Farm Progress

“The target is to get good coverage at the fastest speed at which you can do that,” Franz Niederholzer said.

Dennis Pollock 1

August 19, 2015

4 Min Read

To paraphrase Bob Dylan mightily, you don’t need a weatherman to tell which way the wind blows, but some tape placed in trees can help you determine the speed at which you should drive your sprayer through an almond orchard.

University of California farm advisor Franz Niederholzer gave some advice in a blog posting on a simple way to evaluate sprayer air movement in the canopy tops of trees at different ground speeds.

His advice takes on particular importance as growers apply sprays during hull split in a year in which they face an especially tough battle with the Navel Orange Worm.

While the San Joaquin Valley has a particularly acute challenge in this fourth drought year with strings of hot days, growers whom Niederholzer advises in Colusa, Sutter and Yuba Counties are also seeing earlier pressures.
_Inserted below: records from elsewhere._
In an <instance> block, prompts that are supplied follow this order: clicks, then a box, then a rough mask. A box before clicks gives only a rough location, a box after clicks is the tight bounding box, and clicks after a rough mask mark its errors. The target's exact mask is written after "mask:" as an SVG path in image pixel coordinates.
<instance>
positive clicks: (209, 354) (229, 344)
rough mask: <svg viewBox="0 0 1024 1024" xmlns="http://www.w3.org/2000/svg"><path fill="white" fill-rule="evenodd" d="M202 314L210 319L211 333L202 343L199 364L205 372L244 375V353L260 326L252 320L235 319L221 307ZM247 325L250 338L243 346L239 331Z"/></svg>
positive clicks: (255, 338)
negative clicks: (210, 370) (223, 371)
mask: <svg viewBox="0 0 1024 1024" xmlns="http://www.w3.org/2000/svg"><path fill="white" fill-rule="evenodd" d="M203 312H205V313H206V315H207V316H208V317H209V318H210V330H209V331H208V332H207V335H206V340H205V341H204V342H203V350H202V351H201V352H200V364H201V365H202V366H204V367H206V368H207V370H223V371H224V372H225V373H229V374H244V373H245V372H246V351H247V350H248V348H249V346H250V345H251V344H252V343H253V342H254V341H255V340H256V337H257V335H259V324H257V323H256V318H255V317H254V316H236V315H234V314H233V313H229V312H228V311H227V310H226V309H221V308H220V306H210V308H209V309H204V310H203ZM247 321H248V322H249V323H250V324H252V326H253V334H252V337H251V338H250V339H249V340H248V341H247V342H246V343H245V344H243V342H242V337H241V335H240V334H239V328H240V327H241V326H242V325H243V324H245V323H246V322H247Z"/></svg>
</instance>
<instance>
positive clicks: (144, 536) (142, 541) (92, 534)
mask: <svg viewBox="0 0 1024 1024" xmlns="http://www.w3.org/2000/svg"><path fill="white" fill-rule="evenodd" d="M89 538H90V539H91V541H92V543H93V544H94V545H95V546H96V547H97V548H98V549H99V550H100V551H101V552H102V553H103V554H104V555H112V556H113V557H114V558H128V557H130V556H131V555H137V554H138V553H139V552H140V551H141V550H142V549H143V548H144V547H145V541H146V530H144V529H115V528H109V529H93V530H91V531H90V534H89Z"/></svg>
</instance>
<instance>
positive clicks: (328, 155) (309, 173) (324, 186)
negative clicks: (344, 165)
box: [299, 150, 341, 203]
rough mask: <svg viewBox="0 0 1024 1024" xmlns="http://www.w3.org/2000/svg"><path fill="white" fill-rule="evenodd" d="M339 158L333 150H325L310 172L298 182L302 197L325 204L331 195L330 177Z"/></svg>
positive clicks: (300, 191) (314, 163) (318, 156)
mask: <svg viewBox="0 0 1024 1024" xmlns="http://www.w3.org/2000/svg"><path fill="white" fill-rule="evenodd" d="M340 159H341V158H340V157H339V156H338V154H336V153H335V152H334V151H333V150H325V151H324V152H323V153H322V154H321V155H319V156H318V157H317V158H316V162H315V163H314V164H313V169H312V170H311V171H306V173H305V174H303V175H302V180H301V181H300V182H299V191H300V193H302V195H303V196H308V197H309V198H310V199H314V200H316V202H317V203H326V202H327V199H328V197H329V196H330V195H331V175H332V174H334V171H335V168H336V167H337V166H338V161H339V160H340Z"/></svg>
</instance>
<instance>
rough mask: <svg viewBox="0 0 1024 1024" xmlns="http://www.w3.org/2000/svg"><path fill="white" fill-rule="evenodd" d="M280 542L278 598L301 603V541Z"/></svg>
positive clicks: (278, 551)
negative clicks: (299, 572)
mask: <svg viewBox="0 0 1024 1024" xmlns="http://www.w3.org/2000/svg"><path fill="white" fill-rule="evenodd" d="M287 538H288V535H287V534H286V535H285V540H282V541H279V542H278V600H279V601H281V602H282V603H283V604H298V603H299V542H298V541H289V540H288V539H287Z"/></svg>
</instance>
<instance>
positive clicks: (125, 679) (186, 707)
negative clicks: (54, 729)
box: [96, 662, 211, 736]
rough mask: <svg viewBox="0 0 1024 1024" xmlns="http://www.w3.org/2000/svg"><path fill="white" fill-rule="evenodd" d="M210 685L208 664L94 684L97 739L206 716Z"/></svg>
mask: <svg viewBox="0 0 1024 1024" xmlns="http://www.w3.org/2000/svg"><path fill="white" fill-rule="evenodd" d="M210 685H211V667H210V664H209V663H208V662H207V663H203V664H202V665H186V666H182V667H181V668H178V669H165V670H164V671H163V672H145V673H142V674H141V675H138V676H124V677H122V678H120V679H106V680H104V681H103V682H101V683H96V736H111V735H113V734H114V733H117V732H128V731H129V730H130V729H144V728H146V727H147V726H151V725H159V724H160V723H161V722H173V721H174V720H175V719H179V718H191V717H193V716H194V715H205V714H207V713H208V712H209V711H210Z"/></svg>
“The target is to get good coverage at the fastest speed at which you can do that,” Niederholzer said. “At petal fall earlier in the season, you can drive faster. There are fewer leaves. Now, at hull split, the leaves are out and the branches are bending with a big crop. Now is the time to be most careful because you have to spray through barriers.”

Working with UC horticulture intern Luke Milliron, Niederholzer came up with videos that show how surveyor’s tape can provide a good air movement indicator. Milliron shot two videos that display variability of efficiency in applications depending on the vigor and rootstocks. Another was shot by Stan Cutter, farm manager of Nickels Soil Lab in Arbuckle.

Niederholzer and Milliron credited Kim Blagborne, president and CEO of Slimline Manufacturing in Penticton, B.C., Canada, with coming up with the flagging to trace sprayer air movement.

The researchers say it basically works like this: Foot-long to 24-inch lengths of tape are tied to the top of a length of PVC pipe threaded through the branches in the middle of the tree row into tree tops. Or a pruning tower is used so that someone can get up in the tree tops and tie several lengths of tape onto the highest shoots.

Fill the sprayer half full of water, turn on the pump, close the spray booms and run the sprayer down the row at a set speed with the fan on at operating tractor RPMs.

Have someone record a video of the movement of the tape(s) in the three tops with a smart phone or iPad. Review the video after the spray moves past the pole or tape on branches.

Did the tape move at all? If not, then the sprayer air didn’t reach the tape, and neither will pesticide. The sprayer operator needs to drive slower, or you need a sprayer with a larger fan in that orchard.

Did the tape stand straight up? You might consider driving faster, as air moved past the tree tops at good speed, likely moving pesticide above the tree and creating spray drift.

If the length of tape just rustles at 45 to 90 degrees from vertical, you are probably getting the ground speed you want.

Niederholzer said coverage can be double-checked with the use of yellow paper cards from Syngenta that turn blue where water droplets touch the cards. Or droplets can be seen on Surround clay, a kaolin clay powder that is a form of whitewash that helps protect against sunburn. He refers to both products as “tracers.”

The videos that were shot were posted on YouTube. In all, they last under one minute.

They show a standard air blast PTO sprayer with a 36-inch axial fan. All sprayers travel at 3 miles per hour.

The first video shows sprayer output in a vigorous Nonpareil on Lovell rootstock at hull split. The lower branches thrash around and the iPad is buffeted, but at 20 feet up in the tree row, the flagging barely moves. The sprayer must slow down to provide better coverage, Niederholzer says. That video is at https://www.youtube.com/watch?v=d8ac7Bk1Ndw&feature=youtu.be.

The second video is in a low vigor Butte on Marianna plum rootstock on the same day as Video 1. The flagging at 20 feet off the ground is lifted almost vertically by air from the sprayer’s fan. Here, Niederholzer says, 3 miles per hour or faster should work to get pesticides into the tree tops. That video is at https://www.youtube.com/watch?v=gkpVFcHFHpo&feature=youtu.be

The third video was shot in a moderate vigor Nonpareil on Lovell planting at petal fall in late February. This speed looks to deliver good air movement in the tree tops of this orchard at that stage of development, Niederholzer says, adding that at hull split the sprayer is run at 2 miles per hour in the same orchard. That video is at https://www.youtube.com/watch?v=FzWOdG9cB7M&feature=youtu.be

“Speed doesn’t kill, but time is money,” Niederholzer said “Match the sprayer speed to the orchard and time of year for good spray coverage with the fastest ground speed, a combination that is vital to effective, efficient pest control.”